“A few days ago, I was present at a discussion about the theater […] There was some question, I believe, of determining the future orientation of the theater and, in other terms, its destiny.
No one determined anything, and at no time was there any question of the true destiny of the theater, i.e., of what, by definition and essence, the theater is destined to represent, nor of the means at its disposal for realizing this destiny. On the contrary the theater seemed to me a sort of frozen world, its artists cramped among gestures that will never be good for anything again, brittle intonations which are already falling to pieces, music reduced to a kind of arithmetic whose figures are beginning to fade, some sort of luminous explosions, themselves congealed and responding to vague traces of movement- and around all this an extraordinary fluttering of men in black suits who quarrel over the receipts, at the threshold of a white-hot box office. As if the theatrical mechanism were henceforth reduced to all that surrounds it; and because it is reduced to what surrounds it and because the theater is reduced to everything that is not the theater, its atmosphere stinks in the nostrils of people of taste.”
–
from “The Theater And Its Double,” (Grove Press: 1958), by Antonin Artaud, pg. 45.
-FREE FALL
The TERRITORY BAND-6 work finished on Thursday the 24th of August, the European musicians flew home on Friday, and work on the new FREE FALL recording began on Saturday. We started rehearsing in my basement a few hours after Håvard arrived by plane from Oslo, each of us with new compositions for the trio. Another rehearsal on Sunday, quickly pulling the sounds together: the sessions felt like a cakewalk compared to the Territory Band rehearsals!

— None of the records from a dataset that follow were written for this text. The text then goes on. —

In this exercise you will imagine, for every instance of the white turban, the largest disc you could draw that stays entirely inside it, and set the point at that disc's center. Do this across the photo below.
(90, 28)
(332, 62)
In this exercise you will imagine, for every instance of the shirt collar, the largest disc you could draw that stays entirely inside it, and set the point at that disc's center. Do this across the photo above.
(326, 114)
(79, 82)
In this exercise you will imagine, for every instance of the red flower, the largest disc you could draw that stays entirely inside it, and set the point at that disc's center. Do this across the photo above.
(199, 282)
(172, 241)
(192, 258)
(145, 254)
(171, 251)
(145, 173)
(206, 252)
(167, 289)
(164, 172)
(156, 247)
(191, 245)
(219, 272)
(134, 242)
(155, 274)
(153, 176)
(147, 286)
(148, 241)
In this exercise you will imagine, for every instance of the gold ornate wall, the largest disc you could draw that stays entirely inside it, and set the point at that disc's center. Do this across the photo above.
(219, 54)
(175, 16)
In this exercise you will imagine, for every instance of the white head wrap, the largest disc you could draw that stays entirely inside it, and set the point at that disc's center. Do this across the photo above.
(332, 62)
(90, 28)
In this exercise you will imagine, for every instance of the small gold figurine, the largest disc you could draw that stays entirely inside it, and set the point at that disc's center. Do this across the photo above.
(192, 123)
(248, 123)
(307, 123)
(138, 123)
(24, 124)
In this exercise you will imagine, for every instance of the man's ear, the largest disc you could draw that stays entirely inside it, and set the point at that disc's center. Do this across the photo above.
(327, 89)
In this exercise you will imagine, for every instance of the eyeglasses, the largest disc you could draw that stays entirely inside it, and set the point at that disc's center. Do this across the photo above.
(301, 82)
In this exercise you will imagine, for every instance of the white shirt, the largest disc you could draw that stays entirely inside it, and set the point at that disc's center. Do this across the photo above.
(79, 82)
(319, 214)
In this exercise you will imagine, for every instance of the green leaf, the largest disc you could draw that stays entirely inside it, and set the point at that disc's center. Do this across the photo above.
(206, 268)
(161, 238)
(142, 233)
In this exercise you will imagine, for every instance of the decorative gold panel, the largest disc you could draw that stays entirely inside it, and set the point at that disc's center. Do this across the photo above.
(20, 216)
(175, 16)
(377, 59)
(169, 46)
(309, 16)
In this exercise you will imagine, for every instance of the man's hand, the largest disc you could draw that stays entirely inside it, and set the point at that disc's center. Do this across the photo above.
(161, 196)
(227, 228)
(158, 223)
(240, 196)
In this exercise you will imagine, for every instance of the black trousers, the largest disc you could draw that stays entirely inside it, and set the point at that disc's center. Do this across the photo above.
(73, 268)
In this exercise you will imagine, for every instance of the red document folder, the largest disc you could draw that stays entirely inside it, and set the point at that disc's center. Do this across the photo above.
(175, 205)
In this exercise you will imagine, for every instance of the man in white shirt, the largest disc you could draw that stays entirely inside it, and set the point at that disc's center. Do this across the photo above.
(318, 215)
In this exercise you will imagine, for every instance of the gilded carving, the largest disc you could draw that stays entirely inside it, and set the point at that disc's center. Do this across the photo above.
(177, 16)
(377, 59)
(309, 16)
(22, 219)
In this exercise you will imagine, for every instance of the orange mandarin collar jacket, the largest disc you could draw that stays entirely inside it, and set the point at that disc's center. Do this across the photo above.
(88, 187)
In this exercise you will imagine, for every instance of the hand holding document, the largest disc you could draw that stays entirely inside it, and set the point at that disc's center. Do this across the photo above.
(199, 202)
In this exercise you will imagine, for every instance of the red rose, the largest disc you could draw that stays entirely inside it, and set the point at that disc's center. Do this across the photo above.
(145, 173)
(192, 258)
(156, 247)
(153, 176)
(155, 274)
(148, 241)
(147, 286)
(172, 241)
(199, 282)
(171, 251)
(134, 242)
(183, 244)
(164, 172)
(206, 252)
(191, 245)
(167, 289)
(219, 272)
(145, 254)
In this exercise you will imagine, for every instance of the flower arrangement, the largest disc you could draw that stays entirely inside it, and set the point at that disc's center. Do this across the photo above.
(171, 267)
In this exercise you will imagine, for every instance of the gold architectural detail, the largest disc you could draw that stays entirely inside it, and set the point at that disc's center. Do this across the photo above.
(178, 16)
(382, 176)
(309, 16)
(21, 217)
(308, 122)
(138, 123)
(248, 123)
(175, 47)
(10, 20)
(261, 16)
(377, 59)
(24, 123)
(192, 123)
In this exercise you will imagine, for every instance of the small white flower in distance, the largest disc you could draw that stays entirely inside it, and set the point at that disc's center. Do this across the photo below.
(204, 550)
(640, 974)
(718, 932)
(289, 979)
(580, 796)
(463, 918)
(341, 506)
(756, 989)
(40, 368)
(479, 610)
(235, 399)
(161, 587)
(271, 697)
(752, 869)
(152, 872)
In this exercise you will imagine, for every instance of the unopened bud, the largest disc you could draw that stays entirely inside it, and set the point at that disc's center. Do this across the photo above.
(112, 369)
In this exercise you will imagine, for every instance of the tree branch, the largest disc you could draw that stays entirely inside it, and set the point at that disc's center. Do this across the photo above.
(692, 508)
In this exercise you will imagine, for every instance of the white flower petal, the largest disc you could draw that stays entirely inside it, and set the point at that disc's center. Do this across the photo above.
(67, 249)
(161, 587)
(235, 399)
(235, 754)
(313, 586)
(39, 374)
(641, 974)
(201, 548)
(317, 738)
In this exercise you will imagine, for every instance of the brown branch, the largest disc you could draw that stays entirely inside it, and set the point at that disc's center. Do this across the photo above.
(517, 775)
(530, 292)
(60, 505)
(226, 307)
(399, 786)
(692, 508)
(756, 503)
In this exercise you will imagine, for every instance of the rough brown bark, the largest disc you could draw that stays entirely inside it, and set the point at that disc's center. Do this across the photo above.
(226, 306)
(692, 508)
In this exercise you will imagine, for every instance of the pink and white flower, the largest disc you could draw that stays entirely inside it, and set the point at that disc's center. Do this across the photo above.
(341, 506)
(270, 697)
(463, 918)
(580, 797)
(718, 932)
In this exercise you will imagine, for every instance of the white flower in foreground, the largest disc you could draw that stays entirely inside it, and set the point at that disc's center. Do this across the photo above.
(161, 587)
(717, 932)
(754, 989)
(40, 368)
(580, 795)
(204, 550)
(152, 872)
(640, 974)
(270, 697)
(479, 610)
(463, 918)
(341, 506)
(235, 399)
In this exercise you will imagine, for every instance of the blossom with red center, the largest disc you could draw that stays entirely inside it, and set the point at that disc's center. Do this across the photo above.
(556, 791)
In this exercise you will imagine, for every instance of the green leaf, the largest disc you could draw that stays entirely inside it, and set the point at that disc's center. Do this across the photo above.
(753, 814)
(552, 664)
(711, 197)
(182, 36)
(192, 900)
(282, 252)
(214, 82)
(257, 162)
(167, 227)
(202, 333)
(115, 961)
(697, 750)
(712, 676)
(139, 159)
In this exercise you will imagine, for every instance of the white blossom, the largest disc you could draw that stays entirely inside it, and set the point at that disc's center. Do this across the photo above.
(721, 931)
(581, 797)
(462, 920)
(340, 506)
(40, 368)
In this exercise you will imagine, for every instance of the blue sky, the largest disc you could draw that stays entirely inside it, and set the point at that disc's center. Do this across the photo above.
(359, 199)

On Monday the three of us set up for recording at the Claudia Cassidy Theater in the Chicago Cultural Center, with Jason Ward engineering. The new material coalesced surprisingly fast, our tour in May strengthened the group interplay and clearly gave all of us some good ideas about what to write next for the ensemble. Despite the accelerated schedule (two days rehearsal before starting to record- much less preparation time than I’d prefer, but it’s all we had to work with) the first day went exceedingly well. We tackled one composition at a time- reviewing written passages, discussing form and improvisational strategies, hitting record- steadily moving through the set using this methodology. The next day, on the 29th, FREE FALL played and recorded a free concert in Claudia Cassidy at noon. Since the gig was so early I wasn’t sure what the turn out would be but we had a fantastic crowd. The performance proved to be tricky at times, one piece after another with no time for review, and Ingebrigt and Håvard got a bit lost during their car ride to the CCC (you can put Ingo in a car with the directions but that doesn’t seem to necessarily mean that he’ll understand the difference between left and right…) so things were pretty rushed before the gig started. Despite these issues we got to some good music during the concert, and when it was finished the trio re-recorded the pieces we weren’t completely happy with. This meant by the end of Tuesday we had at least two strong versions of every composition. In addition to this we recorded three pairs of duo improvisations. Håvard suggested the idea as a way to segue between the written pieces and as a tie to the way the group works in performance, integrating open improvisations with improvisation based on composed material. A fine stretch of work for the band, though I was struck by the fact that it was only our second chance to play in the United States even though FREE FALL has been together for years.